Delegates at the Synod on Synodality received a copy of Holy, Not Worldly: God’s Grace Saves Us from Interior Corruption, a short, new book by Pope Francis about “spiritual worldliness.”
The book is a compilation of two letters by the pope. The first, written in 1991 by then-Cardinal Jorge Mario Bergoglio, explores the relationship between sin and corruption. The second is called a Letter to the Priests of Rome, written in August of this year.
“The battle we carry out as followers of Jesus is first of all a battle against spiritual worldliness, which is a form of paganism in ecclesiastical clothing,” Pope Francis wrote in the introduction, which is signed “Vatican City September 30, 2023, Francis.”
Francis explained that the two letters “are united by the concern, which I feel to be a loud call from God to the entire Church, to remain vigilant and to fight with the strength of prayer against every concession to spiritual worldliness.”
The battle is called “holiness,” Francis continued. “Holiness is not a state of beatitude which one has reached once and for all. It is instead the incessant, tireless desire to remain attached to the cross of Jesus, letting ourselves be shaped by the logic that comes from the gift of self and from resisting the enemy who flatters us by convincing us that we are self-sufficient.”
“Holiness is therefore remaining open to the ‘more’ that God asks of us and that is manifested in our adherence to our daily lives,” he wrote.
Francis concluded in the introduction,
I offer these texts to the reader as an opportunity to reflect on his life and on the life of the Church, with the conviction that God asks us to be open to His newness, he asks us to be unquiet and never satisfied, searching and never stuck in comfortable opacity, not defended within the walls of false certainties, but walking on the road of holiness.
The first letter is titled Corruption and Sin, accompanied by the quote, “We should kneel only before God or before a child.”

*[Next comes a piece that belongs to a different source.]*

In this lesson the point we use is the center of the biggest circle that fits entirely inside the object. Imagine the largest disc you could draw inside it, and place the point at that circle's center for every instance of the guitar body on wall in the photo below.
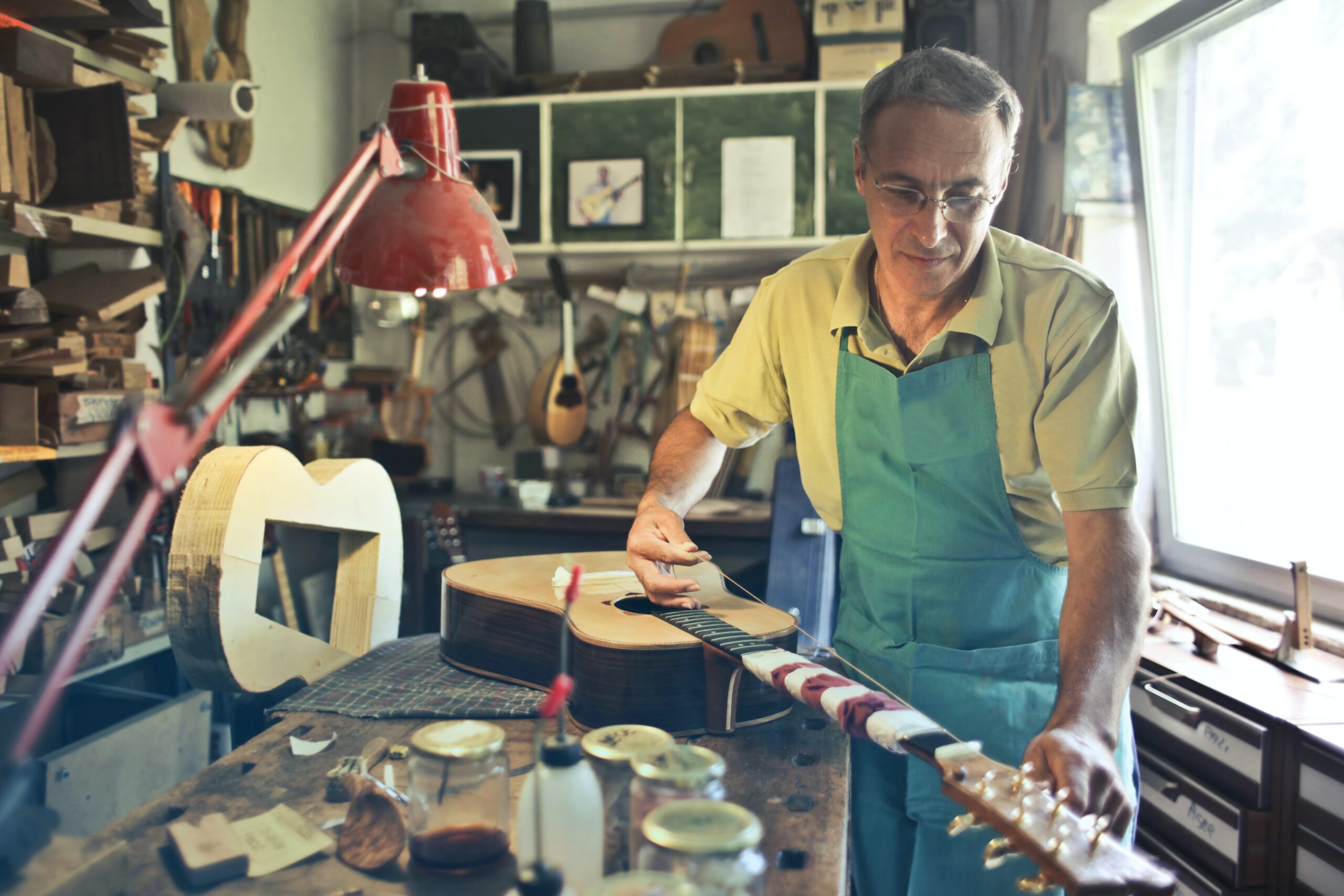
(748, 30)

In the preface, added in 2005, then-Cardinal Bergoglio wrote, “I often notice that people talk about corruption and sin as though they were identical, which is not really true. A situation of sin and a state of corruption are two different things, though closely interrelated,” where he later noted that “a habitual state of everyday complicity with sin can lead us to corruption.”
He concluded by encouraging the reader to not be afraid of hope, the antidote to spiritual worldliness.
Pope Francis gave the second letter, entitled Avoiding hypocritical formalism: Letter to the priests of the Diocese of Rome, in August 2023 at the Memorial of the Dedication of the Basilica of Saint Mary Major.
In the letter, Pope Francis explained that spiritual worldliness happens “when we allow ourselves to be fascinated by the seductions of the ephemeral, by mediocrity and habit, by the temptations of power and social influence. And, again, by vainglory and narcissism, by doctrinal intransigence and liturgical aestheticism…”
He urged the priests to “remain vigilant against clericalism,” and wrote that the daily antidote to worldliness and clericalism is to look upon the crucified Jesus, where
we learn that we are called to offer ourselves, to make ourselves broken bread for the hungry, to share the journey with the weary and oppressed. This is the priestly spirit: making ourselves servants of the People of God and not masters, washing the feet of our brethren and not trampling them underfoot.
In the letter’s conclusion, he said,
Let us move forward with enthusiasm and courage: let us work together, among priests and with our lay brothers and sisters, initiating synodal forms and paths, which will help us to strip ourselves of our worldly and ‘clerical’ certainties in order to humbly seek pastoral paths inspired by the Spirit, so that the Lord’s consolation may truly reach everyone.